The growth of smart machines

Are smart machines and systems affecting the job market?

Not only does the fast-paced growth of smart systems and machines affect the job market, but it has the ability to transform it overnight. I am referring specifically to technological unemployment.

Technological unemployment was first recorded during the industrial revolution. It was the first time that machines replaced humans and technological unemployment became a massive phenomenon.

Today, we are facing the same issue, but it has become even bulkier. It is however hard to perceive its importance, because human lives are merged and coexist with machines. Machines are in fact very rapidly replacing what human beings can do. It is no longer a matter of machines simply doing manual work, such as the work of a farmer. Machines are now replacing human thought.

The typist and the draughtsman are both examples of jobs that have long been replaced. We are now facing the replacement of the teacher or even that of the theoretical mathematician.

The most important competitive advantage smart machines have against humans is the fact that they can reinvent themselves. This happens at computational speeds that are inconceivable to the human mind.

The question is: how will the future evolve for young people in the job market, when banking devices will replace the employees in a bank, when computers will deliver lessons that are now taught by teachers, when all of us will find ourselves jobless because of smart machines?

The answer is clear. At the αriston project we believe that there is a competitive advantage no smart machine can ever replace: the creation of authentic content. We should therefore focus our attention on helping children develop what we call individual entrepreneurship.

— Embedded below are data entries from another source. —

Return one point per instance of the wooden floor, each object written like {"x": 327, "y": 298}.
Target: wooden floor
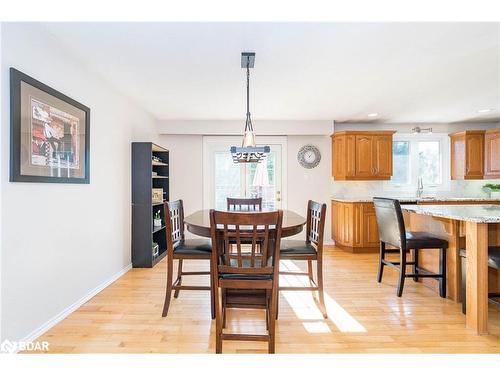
{"x": 364, "y": 317}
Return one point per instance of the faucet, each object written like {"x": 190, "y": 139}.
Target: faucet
{"x": 420, "y": 187}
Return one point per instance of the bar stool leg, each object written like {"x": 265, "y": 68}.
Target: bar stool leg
{"x": 179, "y": 278}
{"x": 415, "y": 264}
{"x": 380, "y": 264}
{"x": 442, "y": 280}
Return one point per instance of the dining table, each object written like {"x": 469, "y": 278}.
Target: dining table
{"x": 199, "y": 223}
{"x": 479, "y": 225}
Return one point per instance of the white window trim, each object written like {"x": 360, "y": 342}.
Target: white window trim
{"x": 444, "y": 144}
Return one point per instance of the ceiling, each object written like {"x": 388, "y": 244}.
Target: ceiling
{"x": 405, "y": 72}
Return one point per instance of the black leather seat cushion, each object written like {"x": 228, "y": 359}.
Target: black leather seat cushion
{"x": 245, "y": 276}
{"x": 291, "y": 247}
{"x": 194, "y": 247}
{"x": 424, "y": 240}
{"x": 494, "y": 257}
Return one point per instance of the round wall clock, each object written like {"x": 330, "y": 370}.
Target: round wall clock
{"x": 309, "y": 156}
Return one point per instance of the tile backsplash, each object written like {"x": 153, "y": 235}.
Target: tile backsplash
{"x": 367, "y": 189}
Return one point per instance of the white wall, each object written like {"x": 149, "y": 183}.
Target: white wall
{"x": 186, "y": 179}
{"x": 367, "y": 189}
{"x": 60, "y": 241}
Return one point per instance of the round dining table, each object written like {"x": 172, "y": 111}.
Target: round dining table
{"x": 199, "y": 223}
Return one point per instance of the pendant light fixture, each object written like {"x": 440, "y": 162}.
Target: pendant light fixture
{"x": 248, "y": 152}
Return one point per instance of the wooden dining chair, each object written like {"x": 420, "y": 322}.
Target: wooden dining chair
{"x": 244, "y": 204}
{"x": 245, "y": 276}
{"x": 181, "y": 249}
{"x": 310, "y": 250}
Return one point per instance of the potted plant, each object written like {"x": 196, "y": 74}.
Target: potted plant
{"x": 157, "y": 219}
{"x": 494, "y": 190}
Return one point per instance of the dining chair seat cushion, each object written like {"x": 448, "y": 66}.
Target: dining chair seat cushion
{"x": 245, "y": 276}
{"x": 424, "y": 240}
{"x": 295, "y": 247}
{"x": 194, "y": 247}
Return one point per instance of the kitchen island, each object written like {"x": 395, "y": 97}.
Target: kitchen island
{"x": 473, "y": 227}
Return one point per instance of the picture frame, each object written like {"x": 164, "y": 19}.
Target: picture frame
{"x": 49, "y": 134}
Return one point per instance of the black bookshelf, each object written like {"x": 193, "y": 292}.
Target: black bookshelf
{"x": 148, "y": 174}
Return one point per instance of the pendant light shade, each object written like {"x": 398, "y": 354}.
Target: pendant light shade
{"x": 248, "y": 152}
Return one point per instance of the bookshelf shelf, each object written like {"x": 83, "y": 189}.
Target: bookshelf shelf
{"x": 147, "y": 158}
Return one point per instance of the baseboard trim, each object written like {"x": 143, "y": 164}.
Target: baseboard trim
{"x": 63, "y": 314}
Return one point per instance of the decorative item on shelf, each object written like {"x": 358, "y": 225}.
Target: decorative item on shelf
{"x": 157, "y": 219}
{"x": 494, "y": 190}
{"x": 50, "y": 134}
{"x": 157, "y": 195}
{"x": 155, "y": 249}
{"x": 248, "y": 152}
{"x": 309, "y": 156}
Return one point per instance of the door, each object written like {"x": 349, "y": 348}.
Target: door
{"x": 223, "y": 178}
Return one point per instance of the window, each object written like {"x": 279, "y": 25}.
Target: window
{"x": 417, "y": 156}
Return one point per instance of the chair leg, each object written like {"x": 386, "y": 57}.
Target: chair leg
{"x": 442, "y": 280}
{"x": 463, "y": 283}
{"x": 380, "y": 264}
{"x": 218, "y": 321}
{"x": 402, "y": 273}
{"x": 179, "y": 277}
{"x": 319, "y": 264}
{"x": 309, "y": 270}
{"x": 168, "y": 293}
{"x": 272, "y": 322}
{"x": 415, "y": 264}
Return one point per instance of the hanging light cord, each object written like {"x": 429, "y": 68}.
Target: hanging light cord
{"x": 248, "y": 123}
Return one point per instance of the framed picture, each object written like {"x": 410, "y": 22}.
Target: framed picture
{"x": 49, "y": 134}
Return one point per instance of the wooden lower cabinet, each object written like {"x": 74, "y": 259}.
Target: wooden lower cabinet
{"x": 354, "y": 226}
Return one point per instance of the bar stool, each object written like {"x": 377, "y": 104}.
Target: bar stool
{"x": 493, "y": 262}
{"x": 391, "y": 228}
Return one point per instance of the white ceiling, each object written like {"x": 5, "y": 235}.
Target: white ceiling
{"x": 406, "y": 72}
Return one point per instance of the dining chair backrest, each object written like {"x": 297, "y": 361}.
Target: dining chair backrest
{"x": 316, "y": 217}
{"x": 245, "y": 242}
{"x": 244, "y": 204}
{"x": 390, "y": 222}
{"x": 174, "y": 222}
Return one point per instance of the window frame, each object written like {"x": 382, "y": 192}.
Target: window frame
{"x": 413, "y": 139}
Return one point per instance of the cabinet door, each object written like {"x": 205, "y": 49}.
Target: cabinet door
{"x": 474, "y": 156}
{"x": 338, "y": 162}
{"x": 350, "y": 155}
{"x": 457, "y": 157}
{"x": 382, "y": 156}
{"x": 364, "y": 156}
{"x": 370, "y": 227}
{"x": 346, "y": 224}
{"x": 492, "y": 154}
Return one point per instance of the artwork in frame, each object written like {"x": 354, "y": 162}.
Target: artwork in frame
{"x": 50, "y": 134}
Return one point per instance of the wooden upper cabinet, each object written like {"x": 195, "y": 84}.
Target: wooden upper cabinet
{"x": 467, "y": 155}
{"x": 492, "y": 154}
{"x": 362, "y": 155}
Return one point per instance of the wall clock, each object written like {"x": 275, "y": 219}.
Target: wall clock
{"x": 309, "y": 156}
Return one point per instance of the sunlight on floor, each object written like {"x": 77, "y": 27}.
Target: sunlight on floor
{"x": 305, "y": 307}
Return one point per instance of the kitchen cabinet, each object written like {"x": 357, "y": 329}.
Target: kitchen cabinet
{"x": 492, "y": 154}
{"x": 354, "y": 226}
{"x": 467, "y": 155}
{"x": 362, "y": 155}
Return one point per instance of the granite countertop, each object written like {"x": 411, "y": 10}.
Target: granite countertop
{"x": 477, "y": 213}
{"x": 415, "y": 199}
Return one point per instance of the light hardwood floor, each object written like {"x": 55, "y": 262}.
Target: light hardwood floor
{"x": 364, "y": 317}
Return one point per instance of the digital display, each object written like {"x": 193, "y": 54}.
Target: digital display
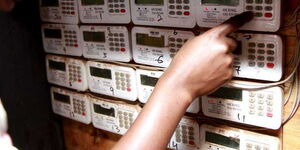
{"x": 52, "y": 33}
{"x": 149, "y": 2}
{"x": 222, "y": 140}
{"x": 57, "y": 65}
{"x": 228, "y": 93}
{"x": 92, "y": 2}
{"x": 145, "y": 39}
{"x": 146, "y": 80}
{"x": 221, "y": 2}
{"x": 104, "y": 111}
{"x": 102, "y": 73}
{"x": 238, "y": 50}
{"x": 50, "y": 3}
{"x": 61, "y": 98}
{"x": 94, "y": 36}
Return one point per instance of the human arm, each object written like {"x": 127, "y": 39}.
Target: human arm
{"x": 202, "y": 64}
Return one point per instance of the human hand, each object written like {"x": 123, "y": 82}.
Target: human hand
{"x": 205, "y": 62}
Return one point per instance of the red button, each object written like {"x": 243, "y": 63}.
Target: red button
{"x": 270, "y": 115}
{"x": 268, "y": 15}
{"x": 191, "y": 142}
{"x": 186, "y": 13}
{"x": 270, "y": 65}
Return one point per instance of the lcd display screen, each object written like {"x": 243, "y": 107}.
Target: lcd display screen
{"x": 57, "y": 65}
{"x": 228, "y": 93}
{"x": 92, "y": 2}
{"x": 62, "y": 98}
{"x": 150, "y": 81}
{"x": 145, "y": 39}
{"x": 104, "y": 111}
{"x": 52, "y": 33}
{"x": 94, "y": 36}
{"x": 102, "y": 73}
{"x": 50, "y": 3}
{"x": 222, "y": 2}
{"x": 149, "y": 2}
{"x": 229, "y": 142}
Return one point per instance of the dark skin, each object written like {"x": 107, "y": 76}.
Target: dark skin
{"x": 202, "y": 65}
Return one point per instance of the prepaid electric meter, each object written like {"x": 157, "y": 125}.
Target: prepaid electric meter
{"x": 106, "y": 43}
{"x": 62, "y": 39}
{"x": 71, "y": 104}
{"x": 113, "y": 116}
{"x": 266, "y": 13}
{"x": 59, "y": 11}
{"x": 112, "y": 80}
{"x": 66, "y": 72}
{"x": 104, "y": 11}
{"x": 157, "y": 47}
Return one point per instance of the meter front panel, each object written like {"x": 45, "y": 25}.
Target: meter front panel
{"x": 157, "y": 47}
{"x": 186, "y": 135}
{"x": 66, "y": 72}
{"x": 263, "y": 108}
{"x": 59, "y": 11}
{"x": 61, "y": 39}
{"x": 227, "y": 138}
{"x": 267, "y": 13}
{"x": 113, "y": 117}
{"x": 104, "y": 11}
{"x": 106, "y": 43}
{"x": 174, "y": 13}
{"x": 146, "y": 81}
{"x": 258, "y": 56}
{"x": 112, "y": 80}
{"x": 70, "y": 104}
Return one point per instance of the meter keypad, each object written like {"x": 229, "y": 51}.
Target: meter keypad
{"x": 261, "y": 104}
{"x": 74, "y": 73}
{"x": 261, "y": 55}
{"x": 79, "y": 107}
{"x": 116, "y": 42}
{"x": 68, "y": 7}
{"x": 123, "y": 81}
{"x": 263, "y": 9}
{"x": 125, "y": 119}
{"x": 116, "y": 6}
{"x": 175, "y": 44}
{"x": 185, "y": 134}
{"x": 179, "y": 8}
{"x": 70, "y": 38}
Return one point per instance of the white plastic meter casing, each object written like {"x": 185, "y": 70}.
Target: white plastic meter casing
{"x": 112, "y": 80}
{"x": 113, "y": 116}
{"x": 228, "y": 138}
{"x": 258, "y": 56}
{"x": 62, "y": 39}
{"x": 169, "y": 13}
{"x": 262, "y": 108}
{"x": 106, "y": 43}
{"x": 157, "y": 47}
{"x": 146, "y": 81}
{"x": 104, "y": 11}
{"x": 186, "y": 135}
{"x": 71, "y": 105}
{"x": 66, "y": 72}
{"x": 267, "y": 13}
{"x": 59, "y": 11}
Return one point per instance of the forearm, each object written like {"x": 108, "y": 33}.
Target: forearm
{"x": 158, "y": 119}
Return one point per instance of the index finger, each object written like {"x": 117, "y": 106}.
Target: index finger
{"x": 234, "y": 23}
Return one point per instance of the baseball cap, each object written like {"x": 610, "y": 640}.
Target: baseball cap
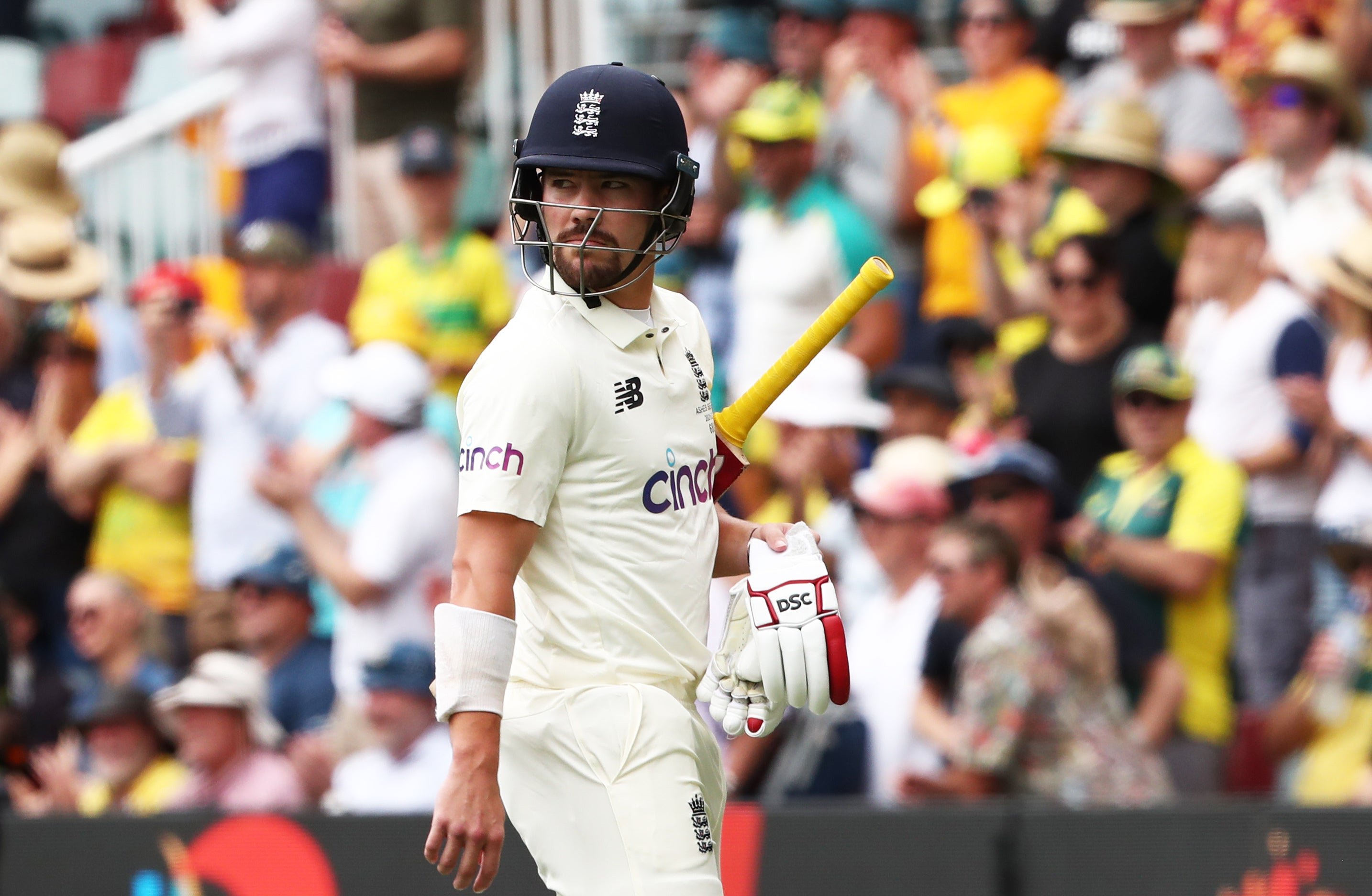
{"x": 427, "y": 150}
{"x": 1016, "y": 459}
{"x": 907, "y": 477}
{"x": 382, "y": 379}
{"x": 283, "y": 569}
{"x": 1227, "y": 211}
{"x": 740, "y": 34}
{"x": 166, "y": 279}
{"x": 781, "y": 110}
{"x": 409, "y": 667}
{"x": 921, "y": 378}
{"x": 1156, "y": 370}
{"x": 987, "y": 158}
{"x": 830, "y": 10}
{"x": 265, "y": 242}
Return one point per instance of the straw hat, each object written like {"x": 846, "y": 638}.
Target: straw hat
{"x": 1142, "y": 11}
{"x": 221, "y": 678}
{"x": 1316, "y": 65}
{"x": 1349, "y": 269}
{"x": 43, "y": 261}
{"x": 1115, "y": 131}
{"x": 29, "y": 173}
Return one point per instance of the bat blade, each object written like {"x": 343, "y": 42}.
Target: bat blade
{"x": 733, "y": 423}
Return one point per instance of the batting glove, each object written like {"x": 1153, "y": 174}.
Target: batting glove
{"x": 739, "y": 705}
{"x": 797, "y": 650}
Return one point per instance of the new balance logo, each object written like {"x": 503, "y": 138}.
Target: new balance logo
{"x": 700, "y": 822}
{"x": 629, "y": 394}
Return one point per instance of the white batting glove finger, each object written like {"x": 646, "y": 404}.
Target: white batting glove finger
{"x": 763, "y": 717}
{"x": 817, "y": 666}
{"x": 772, "y": 667}
{"x": 794, "y": 663}
{"x": 736, "y": 716}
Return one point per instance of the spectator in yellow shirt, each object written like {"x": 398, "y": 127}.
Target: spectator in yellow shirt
{"x": 443, "y": 294}
{"x": 1003, "y": 91}
{"x": 116, "y": 470}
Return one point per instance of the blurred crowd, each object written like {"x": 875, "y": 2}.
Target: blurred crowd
{"x": 1094, "y": 475}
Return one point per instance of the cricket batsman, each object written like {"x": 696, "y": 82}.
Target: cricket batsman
{"x": 586, "y": 514}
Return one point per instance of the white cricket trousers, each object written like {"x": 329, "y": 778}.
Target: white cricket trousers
{"x": 617, "y": 791}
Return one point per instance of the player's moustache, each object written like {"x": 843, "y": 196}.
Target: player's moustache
{"x": 575, "y": 234}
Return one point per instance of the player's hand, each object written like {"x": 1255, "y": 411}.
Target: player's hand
{"x": 799, "y": 651}
{"x": 468, "y": 829}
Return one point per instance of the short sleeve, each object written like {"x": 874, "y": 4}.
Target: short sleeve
{"x": 994, "y": 695}
{"x": 516, "y": 414}
{"x": 446, "y": 13}
{"x": 1209, "y": 511}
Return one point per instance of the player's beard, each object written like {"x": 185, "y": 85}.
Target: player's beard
{"x": 601, "y": 271}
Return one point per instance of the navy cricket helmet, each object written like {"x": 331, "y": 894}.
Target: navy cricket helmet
{"x": 606, "y": 118}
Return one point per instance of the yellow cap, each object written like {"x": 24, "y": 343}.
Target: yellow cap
{"x": 1072, "y": 213}
{"x": 987, "y": 158}
{"x": 781, "y": 110}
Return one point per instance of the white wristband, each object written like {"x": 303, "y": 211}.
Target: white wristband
{"x": 473, "y": 652}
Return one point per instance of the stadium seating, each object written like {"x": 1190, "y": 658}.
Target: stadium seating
{"x": 335, "y": 287}
{"x": 83, "y": 20}
{"x": 84, "y": 83}
{"x": 21, "y": 73}
{"x": 158, "y": 72}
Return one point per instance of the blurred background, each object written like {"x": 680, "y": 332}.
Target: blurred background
{"x": 1094, "y": 475}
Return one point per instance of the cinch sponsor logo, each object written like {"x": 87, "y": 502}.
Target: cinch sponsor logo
{"x": 680, "y": 486}
{"x": 494, "y": 458}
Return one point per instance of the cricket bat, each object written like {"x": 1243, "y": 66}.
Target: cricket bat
{"x": 733, "y": 423}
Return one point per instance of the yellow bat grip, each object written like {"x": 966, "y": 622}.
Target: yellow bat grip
{"x": 734, "y": 422}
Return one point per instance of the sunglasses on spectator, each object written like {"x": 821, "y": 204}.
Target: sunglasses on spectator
{"x": 1289, "y": 97}
{"x": 1061, "y": 283}
{"x": 996, "y": 494}
{"x": 1149, "y": 400}
{"x": 988, "y": 21}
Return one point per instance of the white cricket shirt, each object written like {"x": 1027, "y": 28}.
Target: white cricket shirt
{"x": 600, "y": 428}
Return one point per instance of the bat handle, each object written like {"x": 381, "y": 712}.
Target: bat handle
{"x": 739, "y": 419}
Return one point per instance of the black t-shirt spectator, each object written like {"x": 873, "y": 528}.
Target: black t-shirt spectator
{"x": 1149, "y": 246}
{"x": 1068, "y": 406}
{"x": 940, "y": 667}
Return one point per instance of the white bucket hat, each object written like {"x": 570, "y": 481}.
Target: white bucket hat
{"x": 382, "y": 379}
{"x": 221, "y": 678}
{"x": 830, "y": 393}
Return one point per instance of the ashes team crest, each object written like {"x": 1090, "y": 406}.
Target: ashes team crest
{"x": 586, "y": 121}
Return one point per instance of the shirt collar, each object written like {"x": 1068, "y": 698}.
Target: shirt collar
{"x": 619, "y": 327}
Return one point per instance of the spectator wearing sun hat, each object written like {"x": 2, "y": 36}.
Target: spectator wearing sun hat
{"x": 899, "y": 503}
{"x": 404, "y": 773}
{"x": 1309, "y": 124}
{"x": 800, "y": 242}
{"x": 1113, "y": 153}
{"x": 227, "y": 736}
{"x": 1201, "y": 131}
{"x": 1160, "y": 522}
{"x": 401, "y": 538}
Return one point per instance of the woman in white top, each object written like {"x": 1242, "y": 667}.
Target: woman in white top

By individual entrepreneurship we mean resourcefulness, inspiration and artistic thought in every academic discipline. It is found where humans are learning new techniques, philosophy, the art of thinking and how to create new content. We believe that humans and machines will coexist in harmony in the near future, with machines producing content generated by humans.

(Extract from the radio course by Yannis Stergis, President & CEO hyphen SA, for the radio show protifora ariston project.)